Ironically, the CPI had closed up shop just when its efforts were most needed: to sell to a skeptical American public Wilson’s idealistic dream of a League of Nations, part of the treaty ending the war.

Manipulating the Masses contains many memorable lines — “The CPI shot propaganda through every capillary of the American bloodstream”; “[Creel] was as partisan as a campaign button” — but it also reflects the author’s zeal for mining the archives for long-buried correspondence and relationships. This leads to too many sentences with too many names that lack reminder titles or attributes. (“Newton Baker reassured Creel that Clarkson was sorry about the bad publicity, but Clarkson’s tepid public explanation did nothing to offset the impression left by Ellsworth.”)

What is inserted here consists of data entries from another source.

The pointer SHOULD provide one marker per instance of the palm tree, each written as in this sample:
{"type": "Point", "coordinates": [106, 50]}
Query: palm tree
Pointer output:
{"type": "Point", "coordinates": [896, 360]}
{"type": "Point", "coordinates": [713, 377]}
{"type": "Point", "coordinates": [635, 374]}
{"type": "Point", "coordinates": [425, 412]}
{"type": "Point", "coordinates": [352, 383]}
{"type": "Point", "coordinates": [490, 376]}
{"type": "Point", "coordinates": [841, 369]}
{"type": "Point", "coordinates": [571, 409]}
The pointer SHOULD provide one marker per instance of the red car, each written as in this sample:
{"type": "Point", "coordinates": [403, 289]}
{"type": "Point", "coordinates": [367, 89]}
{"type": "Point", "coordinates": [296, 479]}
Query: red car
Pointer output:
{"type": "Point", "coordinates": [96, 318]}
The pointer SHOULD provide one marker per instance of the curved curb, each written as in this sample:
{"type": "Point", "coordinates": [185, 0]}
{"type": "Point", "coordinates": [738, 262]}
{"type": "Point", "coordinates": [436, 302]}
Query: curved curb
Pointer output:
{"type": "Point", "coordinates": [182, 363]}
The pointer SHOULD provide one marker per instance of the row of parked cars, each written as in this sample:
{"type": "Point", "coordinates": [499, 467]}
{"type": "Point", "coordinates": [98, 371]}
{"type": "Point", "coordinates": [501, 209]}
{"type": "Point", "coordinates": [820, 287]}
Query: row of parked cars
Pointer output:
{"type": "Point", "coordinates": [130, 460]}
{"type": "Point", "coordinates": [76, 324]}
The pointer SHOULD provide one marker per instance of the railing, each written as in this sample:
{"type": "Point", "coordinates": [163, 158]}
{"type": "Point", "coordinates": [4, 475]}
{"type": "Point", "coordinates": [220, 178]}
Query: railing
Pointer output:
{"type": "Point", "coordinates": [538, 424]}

There are also a few errors: for instance, $5 million in 1917 being excessively inflated to $850 million now; an instance of “infer” being confused with “imply”; and a meeting placed at the Shoreham Hotel before that structure was built. But these stumbles are minor.

According to Hamilton, the CPI kicked off an “Information State” that’s never stopped propagandizing. He recommends closer congressional oversight and an independent board to keep tabs on a government that’s continually trying to shape reality to its own purposes. But in the end, it’s up to all of us to maintain a healthy skepticism — even after a certain high-profile Twitter account falls silent. 

[Editor's note: This review originally ran in 2020.]

William Rice is a writer for political and policy advocacy organizations.